Modern Times gets even better. The last three songs are so rich that I hesitate to say much about them after only four or five listenings in the short time since I bought the CD. The musicianship is hair-raising, the singer, the songs and the band in perfect balance. The playing of Dylan's band Tony Garnier, bass, cello; George G. Receli, drums, percussion; Stu Kimball, guitar; Denny Freeman, guitar; and Donnie Herron, steel guitar, violin, viola, and mandolin, with Dylan on guitar, harmonica, and piano must be especially gratifying for the man who wrote so well in Chronicles about the trials and tribulations that go into getting a song right. No wonder: the producer here is the singer/songwriter himself (alias Jack Frost). Describing the New Orleans session that produced great songs like "Dignity," "Series of Dreams," and "Ring Them Bells," Dylan speaks of how "the tune was gaining weight by the minute and none of its clothes were fitting," and how "we worked it to a standstill. Dan [Lanois, the producer] would have to be a shaman to make this work." He talks of the song in question becoming "more unfinished" as they "rolled on" and he complains that "the lyrics were so full of cloudy meaning" that "there was nothing in the song that was transforming itself, not even with all the ambiance."

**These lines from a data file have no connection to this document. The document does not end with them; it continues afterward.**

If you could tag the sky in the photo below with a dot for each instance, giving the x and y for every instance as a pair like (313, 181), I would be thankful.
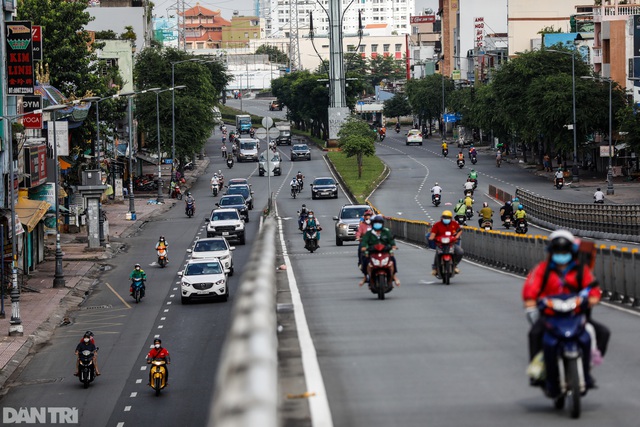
(244, 7)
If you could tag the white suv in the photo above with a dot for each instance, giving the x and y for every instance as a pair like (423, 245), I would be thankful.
(214, 247)
(226, 223)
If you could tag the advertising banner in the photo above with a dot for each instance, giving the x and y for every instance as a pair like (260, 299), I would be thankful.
(20, 79)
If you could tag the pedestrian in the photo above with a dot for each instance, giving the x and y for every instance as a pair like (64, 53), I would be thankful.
(546, 162)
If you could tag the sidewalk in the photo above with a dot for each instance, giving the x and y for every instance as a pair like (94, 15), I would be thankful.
(43, 307)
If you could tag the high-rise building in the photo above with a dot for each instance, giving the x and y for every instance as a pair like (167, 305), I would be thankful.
(394, 13)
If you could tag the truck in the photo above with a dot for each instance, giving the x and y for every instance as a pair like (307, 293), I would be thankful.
(243, 123)
(285, 135)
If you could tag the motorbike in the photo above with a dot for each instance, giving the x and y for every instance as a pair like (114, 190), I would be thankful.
(86, 368)
(445, 268)
(158, 375)
(521, 226)
(461, 219)
(564, 339)
(380, 281)
(190, 209)
(162, 257)
(137, 289)
(176, 193)
(311, 238)
(486, 225)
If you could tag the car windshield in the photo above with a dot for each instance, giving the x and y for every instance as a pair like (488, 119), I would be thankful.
(224, 216)
(233, 200)
(353, 213)
(239, 190)
(200, 268)
(210, 246)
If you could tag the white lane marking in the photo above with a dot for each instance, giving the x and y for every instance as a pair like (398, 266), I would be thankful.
(319, 403)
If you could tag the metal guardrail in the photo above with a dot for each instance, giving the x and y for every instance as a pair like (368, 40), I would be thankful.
(621, 222)
(617, 270)
(246, 390)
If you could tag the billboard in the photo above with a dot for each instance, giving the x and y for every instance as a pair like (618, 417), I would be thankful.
(19, 71)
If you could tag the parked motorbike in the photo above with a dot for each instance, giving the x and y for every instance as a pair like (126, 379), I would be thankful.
(311, 238)
(445, 268)
(380, 280)
(137, 289)
(158, 375)
(86, 368)
(565, 339)
(162, 257)
(521, 226)
(190, 209)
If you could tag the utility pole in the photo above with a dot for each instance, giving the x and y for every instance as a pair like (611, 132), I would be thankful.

In Modern Times, the clothes fit like a second skin and the ambiance is irresistible. Just listen to the driving, relentlessly building, brilliantly played "The Levee's Gonna Break" where at the end Dylan has you feeling the levee is America ("Some people still sleeping/Some people are wide awake"). And then get ready for "Ain't Talkin'," the song that closes the album. If you must, you can imagine Dylan as Chaplin "just walkin'" off down the road into the closing iris of sunset (except that in Modern Times, a gorgeous girl named Paulette Goddard is by the Little Fellow's side), but it's too amazing a creation to mar with anything external. Some of Dylan's more literary enthusiasts are bound to call it his King Lear or his Hamlet.
Now that I've just listened to that song again, I'd have to say that in the context of Bob Dylan's storybook career, the comparison to Lear and Hamlet is not really all that far-fetched.